Letra muerta

Todo padre tiene derecho a elegir la educación que desee para sus hijos, pero en Uruguay eso solo es cierto cuando se tienen los medios para hacerlo posible en la práctica.

No es novedad alguna decir que la educación está en el centro del escenario político y social de Uruguay. Del político, porque comienzan a delinearse algunas ideas del nuevo gobierno para lograr mejoras en el desolador panorama educativo y las mismas, aunque aún muy generales, ya generan resistencia por parte de los gremios docentes. Del social, porque el comienzo de las clases, el estado de los liceos, la presión de los padres y la sensibilidad de los docentes están a flor de piel. Ya hubo una agresión de una madre a una maestra que generó un paro nacional que dejó sin clases a más de 80 mil niños.
Pero el tema educación está en todos lados. Hace pocos días, un lector me escribió haciendo referencia a una columna que publiqué a comienzos de marzo sobre el derecho de los padres de elegir la educación que desearán para sus hijos. En ella, citaba como apoyo legislativo de ese derecho natural y primigenio, dos textos: la Declaración Universal de Derechos Humanos y la Constitución de la República. El artículo 26 de la mencionada declaración, aprobada por la ONU en 1948, establece el derecho de los padres en la elección de la educación de sus hijos. Dice, en efecto, el apartado tercero de dicho artículo que “los padres tendrán derecho preferente a escoger el tipo de educación que habrá de darse a sus hijos”. Y el artículo 68 de nuestra Constitución dice: “Todo padre o tutor tiene derecho a elegir, para la enseñanza de sus hijos o pupilos, los maestros o instituciones que desee”.
El lector, con toda razón, señalaba que dichos derechos, por importantes e inalienables que sean, son letra muerta si no se tienen los medios para que su ejercicio sea posible en la práctica. De una parte, su ejercicio es viable si los padres tienen medios económicos para elegir las instituciones educativas que deseen para sus hijos o si el Estado permite que, mediante el famoso bono escolar que es el diablo encarnado para los docentes, los padres puedan llevar a sus hijos a las escuelas privadas que deseen. De otra, aun dentro de la enseñanza pública, ese derecho solo puede ejercerse efectivamente si los padres pueden elegir la escuela o el liceo estatal que consideran más conveniente para sus hijos sin limitaciones. Hoy por hoy, esto no está garantizado y más que manifestar preferencias sobre los liceos a los que desean enviar a sus hijos, señalando dos de ellos, los padres no pueden hacer más que esperar lo que les depara el bombo educativo.

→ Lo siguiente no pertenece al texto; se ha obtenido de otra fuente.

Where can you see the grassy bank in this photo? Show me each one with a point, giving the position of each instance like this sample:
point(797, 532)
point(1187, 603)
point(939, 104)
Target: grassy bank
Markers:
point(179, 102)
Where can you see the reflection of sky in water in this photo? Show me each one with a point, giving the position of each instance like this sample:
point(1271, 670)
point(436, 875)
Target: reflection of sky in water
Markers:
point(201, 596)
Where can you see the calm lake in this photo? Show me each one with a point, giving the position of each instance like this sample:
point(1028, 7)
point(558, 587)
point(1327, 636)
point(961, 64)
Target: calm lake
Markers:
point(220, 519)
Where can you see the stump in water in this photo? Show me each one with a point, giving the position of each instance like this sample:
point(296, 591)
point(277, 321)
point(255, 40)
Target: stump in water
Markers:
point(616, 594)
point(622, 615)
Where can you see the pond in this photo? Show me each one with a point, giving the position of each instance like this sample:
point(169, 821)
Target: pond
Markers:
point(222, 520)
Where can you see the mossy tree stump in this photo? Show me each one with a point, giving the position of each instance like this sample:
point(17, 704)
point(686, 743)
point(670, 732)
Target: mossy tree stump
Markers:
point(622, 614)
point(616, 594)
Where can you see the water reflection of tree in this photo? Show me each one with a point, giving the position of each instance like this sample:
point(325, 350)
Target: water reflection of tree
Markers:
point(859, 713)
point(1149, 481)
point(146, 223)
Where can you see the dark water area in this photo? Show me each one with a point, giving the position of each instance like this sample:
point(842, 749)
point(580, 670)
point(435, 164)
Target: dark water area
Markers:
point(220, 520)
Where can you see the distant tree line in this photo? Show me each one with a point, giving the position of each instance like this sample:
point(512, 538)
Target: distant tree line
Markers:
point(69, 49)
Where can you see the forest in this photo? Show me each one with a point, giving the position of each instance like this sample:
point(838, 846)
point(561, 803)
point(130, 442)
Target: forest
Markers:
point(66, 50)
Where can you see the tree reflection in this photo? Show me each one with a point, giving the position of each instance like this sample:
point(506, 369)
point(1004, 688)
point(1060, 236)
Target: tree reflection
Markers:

Aun sin entrar en el espinoso tema del financiamiento de la enseñanza privada, algo que genera gran preocupación en las autoridades educativas estatales y mayor incluso en los gremios docentes aun cuando les significa una ayuda invalorable en la tarea educativa, no sería difícil pensar que el presupuesto educativo se asignara a cada centro educativo en función de los alumnos que allí asisten según elección de los padres. Al fin y al cabo, es el derecho que reconoce la ONU y nuestra Constitución, aunque para muchos eso no parece tener la menor importancia. La Declaración Universal de Derechos Humanos parece ser letra muerta y más muerta nuestra Constitución, que viene a recoger con carácter particular para Uruguay lo que dice la ONU con carácter universal.
De que estos derechos, que no son negociables (la ONU establece claramente que el mencionado derecho está incluido por los firmantes de la declaración entre los básicos que un Estado no puede negar o manipular), se apliquen depende mucho el futuro del país. Depende por supuesto la calidad de la educación, depende la generación de oportunidades de desarrollo personal, depende que los ciudadanos encuentren oportunidades de desarrollo laboral). Pero depende, sobre todo, que el ejercicio de la libertad en general sea real y no letra muerta. Ya lo decía Artigas en las Instrucciones del Año XIII, en su artículo 3 (un artículo que suele olvidarse con demasiada frecuencia cuando se cita al Prócer de los Orientales) que es preciso “promover la libertad civil y religiosa en toda su extensión imaginable”.
Pues si no queremos que la libertad sea letra muerta, busquemos de todas las maneras posibles que lo que dice la Declaración Universal de Derechos Humanos de la ONU en su artículo 26 y nuestra Constitución en su artículo 68 sobre el derecho de los padres en la elección de la educación de sus hijos sea una realidad plena. Es mucho lo que está en juego.